Friday, October 21, 2011

That Darn Cat

I'm trying not to be mad. Really I am. I don't like the feeling of regret. But last night was the first time that I doubted whether or not I wanted a cat.

We've had sage since June. Almost 5 months. She's been fun. She's been super cute. She's also been a holy terror.

As Earl and I were laying in bed, trying to fall asleep, Sage of course wanted to play. She went from the bed to the nightstand to the top of the dresser down to the tv stand. None of these actions are allowed. Unfortunately she doesn't respond to the squirt bottle. So we have no real way of training her what not to do.

So we chased her down from the tv stand and laid back down. Next thing I know, she went from behind the bed and tried getting up to the nightstand and/or dresser and well, let's just say she missed. She managed to pull down the clock, my old cell phone which acts as my alarm clock, my current cell phone, and my grandmother's lamp. The light bulb shattered, the lamp broke, and all of a sudden there was glass all right where I needed to stand. And of course my slippers were next to the front door since that is where I took them off yesterday afternoon.

Earl was such a trooper. I went and got him the dustpan and little Dirt Devil vacuum so he could clean it up.

During this time I put Sage in "time-out." Where is a place that a cat will stay for time-out?

The bathtub.

She doesn't like it in there. Not one bit. She probably woke the neighbors, or at least really annoyed them with her howling. But she was safe, and couldn't get into anything.

So why did I almost start crying last night? Was it because of the broken lamp that once belonged to my grandmother? Was it because that was the only item I have that connected me to her? Or was it pms starting to rear its ugly head? Probably a combination of elements.

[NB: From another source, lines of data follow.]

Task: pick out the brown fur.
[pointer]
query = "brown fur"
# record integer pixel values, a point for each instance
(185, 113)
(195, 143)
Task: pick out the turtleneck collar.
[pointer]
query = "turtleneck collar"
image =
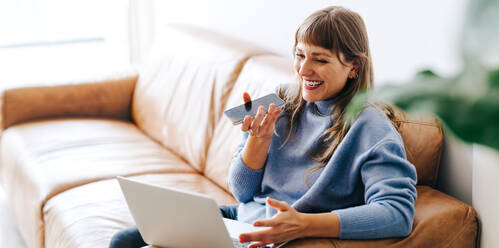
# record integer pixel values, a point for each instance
(325, 105)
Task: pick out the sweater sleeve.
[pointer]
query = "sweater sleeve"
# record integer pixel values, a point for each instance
(244, 182)
(390, 194)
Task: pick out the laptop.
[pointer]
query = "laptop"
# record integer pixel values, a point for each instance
(169, 217)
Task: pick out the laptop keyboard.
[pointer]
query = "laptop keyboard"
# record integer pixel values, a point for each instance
(239, 245)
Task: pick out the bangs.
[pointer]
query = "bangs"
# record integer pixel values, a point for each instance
(318, 31)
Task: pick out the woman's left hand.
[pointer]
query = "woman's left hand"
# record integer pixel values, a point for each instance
(287, 224)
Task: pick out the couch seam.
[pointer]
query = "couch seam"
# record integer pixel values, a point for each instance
(465, 228)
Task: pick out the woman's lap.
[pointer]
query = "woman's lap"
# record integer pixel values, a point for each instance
(131, 238)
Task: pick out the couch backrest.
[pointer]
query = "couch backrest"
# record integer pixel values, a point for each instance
(262, 74)
(183, 86)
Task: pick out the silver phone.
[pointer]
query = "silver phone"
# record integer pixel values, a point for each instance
(237, 114)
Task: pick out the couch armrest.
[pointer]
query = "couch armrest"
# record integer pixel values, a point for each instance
(108, 98)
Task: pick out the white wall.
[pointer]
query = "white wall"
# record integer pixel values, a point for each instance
(405, 36)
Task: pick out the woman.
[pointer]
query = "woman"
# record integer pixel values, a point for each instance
(305, 172)
(330, 178)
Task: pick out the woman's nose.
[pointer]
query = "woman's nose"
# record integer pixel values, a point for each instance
(306, 69)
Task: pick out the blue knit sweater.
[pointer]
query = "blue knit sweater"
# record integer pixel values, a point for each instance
(368, 181)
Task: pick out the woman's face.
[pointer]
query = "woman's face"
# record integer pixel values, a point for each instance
(321, 73)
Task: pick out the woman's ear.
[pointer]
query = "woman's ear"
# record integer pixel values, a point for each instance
(354, 71)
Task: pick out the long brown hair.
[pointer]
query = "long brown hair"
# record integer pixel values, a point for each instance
(339, 30)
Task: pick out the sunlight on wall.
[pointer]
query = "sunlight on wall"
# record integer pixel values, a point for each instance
(405, 37)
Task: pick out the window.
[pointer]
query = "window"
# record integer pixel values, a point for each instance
(46, 41)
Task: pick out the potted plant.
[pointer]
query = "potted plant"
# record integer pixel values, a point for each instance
(467, 104)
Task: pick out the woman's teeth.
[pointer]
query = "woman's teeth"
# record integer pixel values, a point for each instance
(313, 83)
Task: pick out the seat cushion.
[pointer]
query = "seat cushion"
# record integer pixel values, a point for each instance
(89, 215)
(41, 159)
(439, 221)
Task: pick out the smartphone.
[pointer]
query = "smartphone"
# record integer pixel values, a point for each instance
(237, 114)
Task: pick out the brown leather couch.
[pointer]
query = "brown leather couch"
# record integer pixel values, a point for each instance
(62, 146)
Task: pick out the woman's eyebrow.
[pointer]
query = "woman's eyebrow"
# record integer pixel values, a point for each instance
(321, 54)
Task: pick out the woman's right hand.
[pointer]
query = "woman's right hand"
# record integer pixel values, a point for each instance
(262, 125)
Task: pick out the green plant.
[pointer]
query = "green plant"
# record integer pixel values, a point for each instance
(468, 103)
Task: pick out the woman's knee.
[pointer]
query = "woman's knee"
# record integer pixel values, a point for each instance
(128, 238)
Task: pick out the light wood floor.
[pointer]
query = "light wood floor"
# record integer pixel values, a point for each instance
(9, 235)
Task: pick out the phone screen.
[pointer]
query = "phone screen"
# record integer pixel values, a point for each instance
(237, 114)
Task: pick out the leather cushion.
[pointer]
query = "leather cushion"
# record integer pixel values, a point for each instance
(182, 90)
(109, 97)
(89, 215)
(44, 158)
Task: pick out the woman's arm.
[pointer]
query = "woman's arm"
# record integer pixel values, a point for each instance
(261, 129)
(289, 224)
(246, 170)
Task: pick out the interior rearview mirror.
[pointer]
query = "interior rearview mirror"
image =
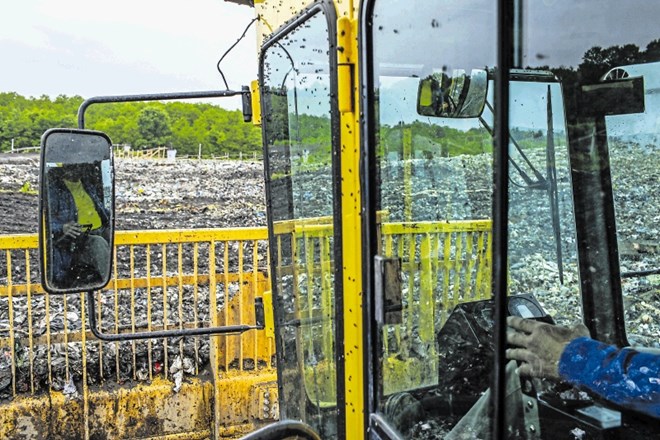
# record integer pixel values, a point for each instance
(461, 96)
(76, 196)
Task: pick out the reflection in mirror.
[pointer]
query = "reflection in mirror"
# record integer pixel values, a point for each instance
(461, 96)
(76, 210)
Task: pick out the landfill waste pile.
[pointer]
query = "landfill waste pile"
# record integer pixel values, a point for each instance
(149, 194)
(181, 194)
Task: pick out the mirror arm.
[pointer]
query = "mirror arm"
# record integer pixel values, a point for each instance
(154, 97)
(551, 171)
(200, 331)
(541, 181)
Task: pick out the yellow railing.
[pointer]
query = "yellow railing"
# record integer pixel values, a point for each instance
(443, 264)
(162, 280)
(178, 279)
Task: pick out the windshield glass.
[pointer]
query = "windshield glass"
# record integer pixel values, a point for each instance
(296, 92)
(434, 202)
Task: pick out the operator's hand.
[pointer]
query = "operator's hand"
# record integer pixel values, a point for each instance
(541, 345)
(71, 230)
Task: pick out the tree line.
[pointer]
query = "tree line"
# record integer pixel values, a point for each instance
(177, 125)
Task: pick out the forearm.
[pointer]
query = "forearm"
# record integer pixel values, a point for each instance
(621, 376)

The only good thing last night was that after all the excitement, I was able to chat with my younger brother last night. He's away at University of Utah right now. It's his freshman year. I love him dearly and miss his sweet cheesy smile. He's coming home in 2 weeks for the weekend. I hope that I'm able to see him for a little bit.

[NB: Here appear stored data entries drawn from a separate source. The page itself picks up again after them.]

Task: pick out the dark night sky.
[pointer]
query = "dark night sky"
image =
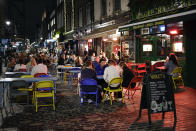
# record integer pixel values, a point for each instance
(33, 10)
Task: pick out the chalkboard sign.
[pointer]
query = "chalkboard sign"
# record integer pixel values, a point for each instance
(157, 94)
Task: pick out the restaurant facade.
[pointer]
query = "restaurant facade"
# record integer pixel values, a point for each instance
(158, 29)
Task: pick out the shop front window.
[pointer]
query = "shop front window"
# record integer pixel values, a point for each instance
(147, 46)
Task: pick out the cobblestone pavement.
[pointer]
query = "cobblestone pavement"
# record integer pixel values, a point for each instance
(118, 117)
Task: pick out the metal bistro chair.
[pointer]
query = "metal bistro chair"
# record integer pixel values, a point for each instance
(44, 89)
(92, 90)
(17, 88)
(109, 91)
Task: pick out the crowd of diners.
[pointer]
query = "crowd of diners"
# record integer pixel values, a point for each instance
(92, 66)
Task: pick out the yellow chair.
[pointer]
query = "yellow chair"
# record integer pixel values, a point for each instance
(66, 74)
(26, 89)
(109, 91)
(177, 76)
(44, 89)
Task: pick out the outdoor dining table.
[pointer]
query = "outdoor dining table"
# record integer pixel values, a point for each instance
(99, 77)
(73, 74)
(64, 69)
(8, 74)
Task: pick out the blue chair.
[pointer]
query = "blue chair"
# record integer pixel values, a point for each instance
(92, 84)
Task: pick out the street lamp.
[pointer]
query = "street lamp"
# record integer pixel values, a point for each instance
(7, 22)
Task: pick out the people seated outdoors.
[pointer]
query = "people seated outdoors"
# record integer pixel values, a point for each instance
(40, 68)
(93, 56)
(115, 58)
(89, 73)
(79, 61)
(111, 72)
(102, 55)
(127, 75)
(96, 62)
(20, 66)
(100, 67)
(11, 64)
(171, 63)
(61, 60)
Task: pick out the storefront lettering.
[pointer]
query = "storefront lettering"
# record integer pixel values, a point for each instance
(159, 23)
(169, 9)
(138, 26)
(157, 76)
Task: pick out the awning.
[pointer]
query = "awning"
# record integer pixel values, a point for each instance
(161, 20)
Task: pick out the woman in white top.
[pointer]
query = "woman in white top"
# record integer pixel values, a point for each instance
(20, 66)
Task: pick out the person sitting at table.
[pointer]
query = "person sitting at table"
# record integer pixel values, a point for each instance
(61, 60)
(111, 72)
(11, 64)
(171, 63)
(20, 66)
(100, 67)
(79, 61)
(96, 62)
(40, 68)
(89, 73)
(127, 75)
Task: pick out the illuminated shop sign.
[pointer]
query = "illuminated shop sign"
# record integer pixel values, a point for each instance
(148, 25)
(164, 10)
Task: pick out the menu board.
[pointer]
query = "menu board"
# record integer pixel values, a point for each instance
(160, 91)
(157, 94)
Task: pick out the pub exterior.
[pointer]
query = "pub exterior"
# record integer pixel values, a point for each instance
(158, 28)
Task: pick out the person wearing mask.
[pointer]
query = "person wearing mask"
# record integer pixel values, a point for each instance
(171, 63)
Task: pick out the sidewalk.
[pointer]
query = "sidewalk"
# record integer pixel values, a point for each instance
(118, 117)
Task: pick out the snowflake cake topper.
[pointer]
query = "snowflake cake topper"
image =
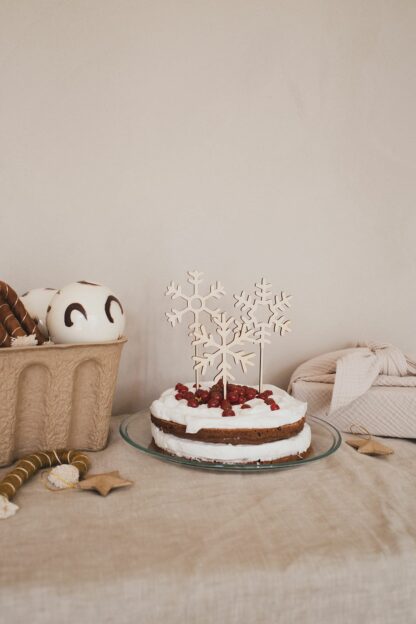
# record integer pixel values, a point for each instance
(231, 334)
(264, 315)
(196, 304)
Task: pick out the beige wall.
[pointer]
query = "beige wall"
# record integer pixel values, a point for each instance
(139, 139)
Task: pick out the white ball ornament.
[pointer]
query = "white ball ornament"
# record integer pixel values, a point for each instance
(36, 302)
(85, 312)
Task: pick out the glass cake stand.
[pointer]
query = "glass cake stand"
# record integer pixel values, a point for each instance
(326, 439)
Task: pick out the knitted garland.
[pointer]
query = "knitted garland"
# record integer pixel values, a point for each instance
(61, 477)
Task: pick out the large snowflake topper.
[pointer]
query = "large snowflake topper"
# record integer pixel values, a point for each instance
(195, 304)
(231, 335)
(265, 315)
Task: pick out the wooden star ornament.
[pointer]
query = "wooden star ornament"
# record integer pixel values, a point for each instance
(104, 483)
(369, 446)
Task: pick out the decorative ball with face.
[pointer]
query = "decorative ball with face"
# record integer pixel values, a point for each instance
(36, 302)
(85, 312)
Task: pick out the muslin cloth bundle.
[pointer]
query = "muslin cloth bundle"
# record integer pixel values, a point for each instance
(371, 384)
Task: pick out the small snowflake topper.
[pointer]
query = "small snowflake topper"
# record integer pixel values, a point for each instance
(264, 314)
(196, 304)
(231, 334)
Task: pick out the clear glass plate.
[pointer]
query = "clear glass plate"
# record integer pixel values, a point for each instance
(326, 439)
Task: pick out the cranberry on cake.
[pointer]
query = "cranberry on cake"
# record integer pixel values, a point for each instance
(247, 426)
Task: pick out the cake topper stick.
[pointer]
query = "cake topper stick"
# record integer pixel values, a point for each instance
(195, 304)
(231, 334)
(264, 316)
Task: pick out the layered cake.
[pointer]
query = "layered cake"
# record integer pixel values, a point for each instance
(245, 427)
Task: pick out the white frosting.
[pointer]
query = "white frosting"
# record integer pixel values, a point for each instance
(230, 453)
(260, 416)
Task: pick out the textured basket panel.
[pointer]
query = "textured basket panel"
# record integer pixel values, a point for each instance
(56, 396)
(33, 386)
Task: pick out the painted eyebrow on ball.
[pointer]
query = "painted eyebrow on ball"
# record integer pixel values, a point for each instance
(70, 309)
(108, 303)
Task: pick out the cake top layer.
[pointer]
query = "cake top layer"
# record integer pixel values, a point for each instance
(258, 416)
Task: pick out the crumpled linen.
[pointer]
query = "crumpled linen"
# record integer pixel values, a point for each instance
(373, 384)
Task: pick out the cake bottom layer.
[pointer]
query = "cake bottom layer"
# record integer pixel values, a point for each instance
(295, 447)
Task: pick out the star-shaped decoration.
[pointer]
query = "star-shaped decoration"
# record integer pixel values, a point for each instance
(104, 483)
(369, 446)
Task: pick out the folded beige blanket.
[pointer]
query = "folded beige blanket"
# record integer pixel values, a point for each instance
(372, 384)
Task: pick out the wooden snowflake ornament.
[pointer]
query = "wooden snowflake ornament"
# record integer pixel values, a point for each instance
(196, 304)
(231, 334)
(264, 315)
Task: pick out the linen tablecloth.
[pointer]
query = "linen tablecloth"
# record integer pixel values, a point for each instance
(334, 541)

Well, I need to get dressed and eat some breakfast before today's events. It's Earl's birthday, and my parents' 39th wedding anniversary. Plus I am working with the horses this morning, as well as doing my normal stuff like get gas in the car and do laundry. Oh and I need to go pick up some things for the Open House we are having at the barn on Sunday. I have way too many things to do today and not enough time to do them all!

I keep telling myself that I love my life. I do, really, but there is too much to do today!